This is the official repository of XVFI (eXtreme Video Frame Interpolation)

Overview

XVFI PWC PWC

This is the official repository of XVFI (eXtreme Video Frame Interpolation), https://arxiv.org/abs/2103.16206

Last Update: 20210607

We provide the training and test code along with the trained weights and the dataset (train+test) used for XVFI. If you find this repository useful, please consider citing our paper.

Examples of the VFI (x8 Multi-Frame Interpolation) results on X-TEST

results_045_resized results_079_resized results_158_resized
The [email protected] input frames are interpolated to be [email protected] frames. All results are encoded at 30fps to be played as x8 slow motion and spatially down-scaled due to the limit of file sizes. All methods are trained on X-TRAIN.

Table of Contents

  1. X4K1000FPS
  2. Requirements
  3. Test
  4. Test_Custom
  5. Training
  6. Reference
  7. Contact

X4K1000FPS

Dataset of high-resolution (4096×2160), high-fps (1000fps) video frames with extreme motion.

003 004 045 078 081 146
Some examples of X4K1000FPS dataset, which are frames of 1000-fps and 4K-resolution.
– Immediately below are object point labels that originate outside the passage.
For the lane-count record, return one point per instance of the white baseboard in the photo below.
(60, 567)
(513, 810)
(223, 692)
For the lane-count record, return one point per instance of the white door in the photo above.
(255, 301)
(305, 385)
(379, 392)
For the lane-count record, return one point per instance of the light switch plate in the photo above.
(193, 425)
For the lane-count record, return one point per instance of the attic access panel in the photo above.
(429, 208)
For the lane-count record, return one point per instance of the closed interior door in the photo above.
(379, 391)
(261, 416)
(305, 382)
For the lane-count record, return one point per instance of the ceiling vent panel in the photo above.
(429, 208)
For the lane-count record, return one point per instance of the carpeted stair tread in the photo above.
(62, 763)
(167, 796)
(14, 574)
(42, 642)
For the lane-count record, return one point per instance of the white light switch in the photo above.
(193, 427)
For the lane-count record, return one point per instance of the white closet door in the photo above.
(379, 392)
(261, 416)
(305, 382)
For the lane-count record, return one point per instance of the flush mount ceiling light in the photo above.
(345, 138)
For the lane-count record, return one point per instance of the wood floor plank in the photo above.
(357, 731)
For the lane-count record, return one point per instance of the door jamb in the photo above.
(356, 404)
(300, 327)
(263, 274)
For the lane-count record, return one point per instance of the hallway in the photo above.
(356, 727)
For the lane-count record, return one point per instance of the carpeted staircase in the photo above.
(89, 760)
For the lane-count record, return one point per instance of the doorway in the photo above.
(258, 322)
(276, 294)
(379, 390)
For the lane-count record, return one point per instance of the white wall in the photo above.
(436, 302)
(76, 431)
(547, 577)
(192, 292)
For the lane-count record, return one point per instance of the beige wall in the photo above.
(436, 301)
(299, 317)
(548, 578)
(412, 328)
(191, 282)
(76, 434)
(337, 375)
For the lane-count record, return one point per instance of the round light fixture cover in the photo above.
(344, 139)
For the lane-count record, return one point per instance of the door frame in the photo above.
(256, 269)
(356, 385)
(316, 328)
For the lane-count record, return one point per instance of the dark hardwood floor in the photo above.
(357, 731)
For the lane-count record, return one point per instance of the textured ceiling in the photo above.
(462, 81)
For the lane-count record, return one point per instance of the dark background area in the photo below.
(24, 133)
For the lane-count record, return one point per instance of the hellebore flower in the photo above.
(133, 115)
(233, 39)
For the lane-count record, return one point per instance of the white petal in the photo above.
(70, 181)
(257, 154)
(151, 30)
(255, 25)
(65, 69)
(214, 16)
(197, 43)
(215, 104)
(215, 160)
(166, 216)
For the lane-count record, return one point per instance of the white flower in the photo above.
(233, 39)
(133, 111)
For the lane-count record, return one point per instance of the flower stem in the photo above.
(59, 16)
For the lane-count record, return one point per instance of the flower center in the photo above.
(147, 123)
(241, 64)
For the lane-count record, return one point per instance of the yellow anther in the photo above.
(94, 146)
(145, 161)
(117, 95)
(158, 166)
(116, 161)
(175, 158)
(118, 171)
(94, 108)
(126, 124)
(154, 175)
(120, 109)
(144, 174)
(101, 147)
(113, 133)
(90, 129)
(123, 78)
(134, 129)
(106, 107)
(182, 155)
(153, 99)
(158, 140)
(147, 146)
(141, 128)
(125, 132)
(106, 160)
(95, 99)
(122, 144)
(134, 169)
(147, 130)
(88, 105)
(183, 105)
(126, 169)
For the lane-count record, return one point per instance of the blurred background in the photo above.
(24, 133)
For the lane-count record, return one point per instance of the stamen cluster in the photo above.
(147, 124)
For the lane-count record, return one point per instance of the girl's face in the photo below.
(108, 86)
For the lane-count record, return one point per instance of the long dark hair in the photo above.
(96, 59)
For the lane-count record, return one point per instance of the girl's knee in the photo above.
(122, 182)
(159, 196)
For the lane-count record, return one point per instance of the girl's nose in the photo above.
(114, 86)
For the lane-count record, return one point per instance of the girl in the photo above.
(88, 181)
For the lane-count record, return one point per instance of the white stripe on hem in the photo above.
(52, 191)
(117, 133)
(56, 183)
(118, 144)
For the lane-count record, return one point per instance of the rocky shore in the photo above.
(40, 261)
Our dataset contains the various scenes with extreme motions. (Displayed in spatiotemporally subsampled .gif files)

We provide our X4K1000FPS dataset which consists of X-TEST and X-TRAIN. Please refer to our main/suppl. paper for the details of the dataset. You can download the dataset from this dropbox link.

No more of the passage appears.